Let's head out for the weekend, rescued from our bed of suffering and with a bloom of health ...

Advertisement for "Parker's Ginger Tonic" showing a woman in a  yellow bonnet holding a flower.

Let's head out for the weekend, rescued from our bed of suffering and with a bloom of health to our cheeks and delight in our hearts.

This trade card for Parker's Ginger Tonic is undated, but was created by the New York City firm of Hiscox & Co., which was doing business in the city by 1877 and continued to operate for at least a decade after founders David Hiscox and Frederick Rawolle dissolved their partnership in 1900, at which point the business was maintained by Hiscox, his wife, and their sons.

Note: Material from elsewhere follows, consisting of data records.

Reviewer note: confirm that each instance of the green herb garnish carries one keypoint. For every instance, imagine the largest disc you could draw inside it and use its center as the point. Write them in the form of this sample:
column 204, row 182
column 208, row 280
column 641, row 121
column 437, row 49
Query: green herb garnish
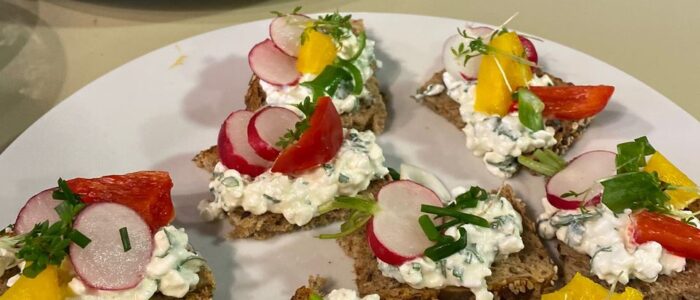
column 126, row 243
column 48, row 244
column 544, row 162
column 307, row 107
column 530, row 109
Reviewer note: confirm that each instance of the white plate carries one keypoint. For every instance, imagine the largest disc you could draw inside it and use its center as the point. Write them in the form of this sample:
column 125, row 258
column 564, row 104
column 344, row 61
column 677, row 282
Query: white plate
column 149, row 114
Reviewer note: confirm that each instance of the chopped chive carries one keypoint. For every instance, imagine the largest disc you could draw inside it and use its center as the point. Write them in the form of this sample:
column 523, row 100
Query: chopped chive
column 536, row 166
column 79, row 238
column 464, row 217
column 428, row 228
column 449, row 224
column 446, row 248
column 126, row 243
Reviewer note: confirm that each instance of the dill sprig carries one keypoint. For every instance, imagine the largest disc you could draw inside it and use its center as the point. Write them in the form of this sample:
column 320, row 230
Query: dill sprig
column 307, row 107
column 339, row 27
column 48, row 244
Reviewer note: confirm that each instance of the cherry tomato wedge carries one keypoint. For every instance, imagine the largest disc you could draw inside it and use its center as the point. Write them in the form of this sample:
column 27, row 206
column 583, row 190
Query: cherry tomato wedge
column 146, row 192
column 573, row 102
column 317, row 145
column 675, row 236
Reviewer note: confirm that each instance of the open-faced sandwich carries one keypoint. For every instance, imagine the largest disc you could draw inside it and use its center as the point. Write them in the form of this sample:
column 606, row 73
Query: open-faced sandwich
column 493, row 90
column 315, row 290
column 416, row 245
column 328, row 56
column 622, row 219
column 275, row 168
column 102, row 238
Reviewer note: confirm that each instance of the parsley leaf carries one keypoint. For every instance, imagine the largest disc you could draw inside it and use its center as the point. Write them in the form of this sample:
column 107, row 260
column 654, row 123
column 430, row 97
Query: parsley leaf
column 631, row 156
column 634, row 190
column 307, row 107
column 48, row 244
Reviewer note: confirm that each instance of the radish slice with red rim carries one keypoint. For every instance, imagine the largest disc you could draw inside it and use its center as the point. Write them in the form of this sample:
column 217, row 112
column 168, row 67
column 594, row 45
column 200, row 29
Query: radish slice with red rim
column 456, row 66
column 234, row 150
column 266, row 127
column 103, row 264
column 272, row 65
column 579, row 180
column 394, row 234
column 285, row 32
column 39, row 208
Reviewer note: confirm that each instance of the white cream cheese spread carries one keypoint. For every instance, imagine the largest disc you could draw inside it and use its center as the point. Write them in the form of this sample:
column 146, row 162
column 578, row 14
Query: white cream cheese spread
column 498, row 140
column 470, row 266
column 345, row 294
column 359, row 161
column 343, row 100
column 605, row 237
column 172, row 271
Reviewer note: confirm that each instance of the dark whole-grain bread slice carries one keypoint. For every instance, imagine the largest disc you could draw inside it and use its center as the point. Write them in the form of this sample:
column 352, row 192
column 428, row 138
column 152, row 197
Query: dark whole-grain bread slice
column 566, row 132
column 203, row 291
column 371, row 114
column 267, row 225
column 315, row 286
column 683, row 285
column 523, row 275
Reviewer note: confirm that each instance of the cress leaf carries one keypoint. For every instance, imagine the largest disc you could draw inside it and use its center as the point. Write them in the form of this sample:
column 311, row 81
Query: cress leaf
column 634, row 190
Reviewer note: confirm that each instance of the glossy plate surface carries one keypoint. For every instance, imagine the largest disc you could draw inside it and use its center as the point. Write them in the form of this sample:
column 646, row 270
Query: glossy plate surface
column 154, row 114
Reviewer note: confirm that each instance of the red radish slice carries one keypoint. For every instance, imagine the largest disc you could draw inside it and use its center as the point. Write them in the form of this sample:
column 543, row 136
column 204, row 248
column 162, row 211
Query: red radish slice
column 272, row 65
column 103, row 264
column 39, row 208
column 394, row 233
column 530, row 51
column 582, row 173
column 266, row 127
column 234, row 150
column 456, row 67
column 286, row 32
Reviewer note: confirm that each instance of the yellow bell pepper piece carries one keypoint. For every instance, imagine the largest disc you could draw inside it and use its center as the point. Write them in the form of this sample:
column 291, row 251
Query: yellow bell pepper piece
column 317, row 51
column 671, row 174
column 492, row 93
column 582, row 288
column 44, row 286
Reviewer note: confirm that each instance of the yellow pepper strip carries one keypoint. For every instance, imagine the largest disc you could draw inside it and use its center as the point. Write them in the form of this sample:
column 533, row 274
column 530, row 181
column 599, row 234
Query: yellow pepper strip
column 317, row 51
column 493, row 93
column 672, row 175
column 44, row 286
column 582, row 288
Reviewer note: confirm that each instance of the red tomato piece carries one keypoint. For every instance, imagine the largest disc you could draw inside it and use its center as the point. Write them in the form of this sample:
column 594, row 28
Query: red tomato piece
column 573, row 102
column 675, row 236
column 146, row 192
column 317, row 145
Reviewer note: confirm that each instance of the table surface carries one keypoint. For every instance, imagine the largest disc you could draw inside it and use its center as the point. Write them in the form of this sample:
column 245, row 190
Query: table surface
column 51, row 49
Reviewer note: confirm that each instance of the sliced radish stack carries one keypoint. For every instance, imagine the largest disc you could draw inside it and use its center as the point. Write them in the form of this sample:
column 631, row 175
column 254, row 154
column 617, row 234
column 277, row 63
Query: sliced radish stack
column 285, row 32
column 272, row 65
column 427, row 179
column 581, row 176
column 234, row 150
column 394, row 234
column 455, row 66
column 530, row 51
column 266, row 127
column 103, row 264
column 39, row 208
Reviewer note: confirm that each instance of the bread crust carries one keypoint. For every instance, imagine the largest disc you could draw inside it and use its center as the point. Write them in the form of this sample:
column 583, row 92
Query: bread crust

The reverse of the card boasted of the company's hair balsam (which cured itching, humors, hair loss, and restored beauty and color to gray hair), Hindercorns (a balm for removing corns, bunions, warts, and calluses), and, of course, the ginger tonic.

The tonic promised to "exert a curative power over disease unknown to any other medicine ... it soothes the nerves, promotes sleep, brings increased vigor and strength to the whole system, and cures Female Complaints, Cholera Infantum, Colic and Diarrhea". As the "best and surest cough cure ever made" the tonic was also recommended to those who suffered from "Consumption, Asthma, Rheumatism, Malaria, Dyspepsia or Wakefulness".

This item is part of Hagley Library's Fingerman ephemera collection (Accession 2009.213).  Assembled by collectors Arlene and Gerald Fingerman, the collection consists of mixed-format ephemera from various endeavors within American culture, primarily the manufacturing and selling of products or services.